While you don’t need a Masters’s degree to practice herbal medicine, if you want to work in certain fields it may be useful. More and more allopathic hospitals and clinics are starting to integrate elements of homeopathy into their treatment plans and options for patients. Rather than just treating the symptoms of disease, seeking to improve their overall health and wellness has become a priority for many.

If you want to work as a consultant or practitioner at one of these places, it’s good to have a Masters of Science behind you to show that you’re an expert. This course also helps focus on how to use herbal medicine safely alongside allopathic treatments, avoiding dangerous side-effects.

Like most Master’s programs, this is a big-time and financial commitment. Getting approved for financial aid can help, but will vary depending on your circumstances. You also need to already have a completed Bachelor’s degree to enroll in the program.
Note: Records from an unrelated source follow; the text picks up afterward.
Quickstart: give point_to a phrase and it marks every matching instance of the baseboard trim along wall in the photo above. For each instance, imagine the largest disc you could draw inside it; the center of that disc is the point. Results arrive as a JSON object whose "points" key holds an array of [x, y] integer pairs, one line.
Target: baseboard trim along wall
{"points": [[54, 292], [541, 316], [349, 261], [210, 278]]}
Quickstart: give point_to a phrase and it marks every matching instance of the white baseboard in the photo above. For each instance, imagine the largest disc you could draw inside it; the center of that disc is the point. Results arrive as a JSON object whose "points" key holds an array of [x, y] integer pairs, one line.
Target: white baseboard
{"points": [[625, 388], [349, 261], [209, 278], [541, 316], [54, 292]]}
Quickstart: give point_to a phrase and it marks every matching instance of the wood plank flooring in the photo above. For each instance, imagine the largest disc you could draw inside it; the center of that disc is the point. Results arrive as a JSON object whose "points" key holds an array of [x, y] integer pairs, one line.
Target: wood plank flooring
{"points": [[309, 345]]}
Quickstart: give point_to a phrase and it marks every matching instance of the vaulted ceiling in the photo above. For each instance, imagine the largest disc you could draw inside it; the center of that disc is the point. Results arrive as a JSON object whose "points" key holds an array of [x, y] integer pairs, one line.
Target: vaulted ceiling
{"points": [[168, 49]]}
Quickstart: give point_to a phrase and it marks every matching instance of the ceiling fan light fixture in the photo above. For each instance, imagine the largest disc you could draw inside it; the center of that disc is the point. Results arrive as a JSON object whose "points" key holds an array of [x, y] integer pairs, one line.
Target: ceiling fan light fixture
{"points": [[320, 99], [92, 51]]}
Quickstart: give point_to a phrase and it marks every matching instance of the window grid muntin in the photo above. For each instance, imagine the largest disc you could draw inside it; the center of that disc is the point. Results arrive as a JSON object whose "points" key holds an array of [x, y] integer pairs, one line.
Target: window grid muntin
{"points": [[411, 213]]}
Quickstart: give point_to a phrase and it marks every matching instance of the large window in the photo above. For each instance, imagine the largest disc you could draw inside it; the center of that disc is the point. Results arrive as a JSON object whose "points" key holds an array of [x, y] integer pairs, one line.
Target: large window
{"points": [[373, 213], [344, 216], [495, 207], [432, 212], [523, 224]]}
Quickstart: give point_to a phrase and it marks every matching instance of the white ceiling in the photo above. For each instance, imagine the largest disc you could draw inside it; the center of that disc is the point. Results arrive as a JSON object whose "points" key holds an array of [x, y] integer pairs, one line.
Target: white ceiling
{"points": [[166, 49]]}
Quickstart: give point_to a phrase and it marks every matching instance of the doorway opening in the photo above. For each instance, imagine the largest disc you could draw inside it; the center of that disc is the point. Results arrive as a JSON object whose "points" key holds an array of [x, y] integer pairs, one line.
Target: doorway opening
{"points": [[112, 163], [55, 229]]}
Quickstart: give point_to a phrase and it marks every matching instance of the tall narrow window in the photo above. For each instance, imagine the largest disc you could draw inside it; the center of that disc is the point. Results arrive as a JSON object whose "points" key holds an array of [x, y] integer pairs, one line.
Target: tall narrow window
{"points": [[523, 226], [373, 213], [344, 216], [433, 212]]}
While nearly everything for this program can be completed online, a 4-day on-campus intensive visit is required to receive your degree. If you live nearby, you can choose to take some courses in person as well.

Pros

  • MS degree qualifies you for many careers
  • The course focuses on the interaction between homeopathic and allopathic medicine
  • Focuses on safety and legality for patients and practitioner

Cons

  • More expensive than other clinical programs
  • Requires 4-day in-person course


5. Best Budget Certification Course: Herbal Academy Introductory Herbal Course

  • 95 hours $297 Our rating  
  • Course Highlights
  • Skill Level: Beginner
  • Certification Offered: yes
  • Incredibly cheap for such a long and in-depth course

Course Overview

This self-paced course offers six units to give a foundation of herbal knowledge to anyone interested in practicing herbal medicine at home. The course is available in online video lessons, but you can also choose to upgrade and receive a printable 730-page textbook as well.

The standard package still comes with a printable recipe book and a selection of 75 herbal monographs to give you a deeper look into various herbs and their uses. At the end of each video unit, there’s a quiz that you must pass to move on to the next unit. This ensures that you fully grasp the material before moving on.

The course starts with Herbal Basics, which helps you to understand how to choose herbs for various applications, which preparations are best for which cases, and how to store and organize your herbs. The second unit focuses on Kitchen Herbs, and unit 3 delves into using herbs for day-to-day ailments such as colds and flu, stomach aches, and reproductive health.

After that, the course delves into herbs for nervous system support and herbal body treatments. The final unit of the course looks at the bigger picture of homeopathic medicine in context, looking at how to integrate it into your life and how it interacts with allopathic medicine.

Who It’s For

If you’re looking to get a well-rounded course that’s suited to the beginner-level, this one offers a good balance of casual self-paced learning with practical outcomes. If you aren’t looking for professional-level certification, but want to have a deeper, more accurate understanding of how to safely use herbal medicines in your home than you might get from doing basic research online, this is a great option.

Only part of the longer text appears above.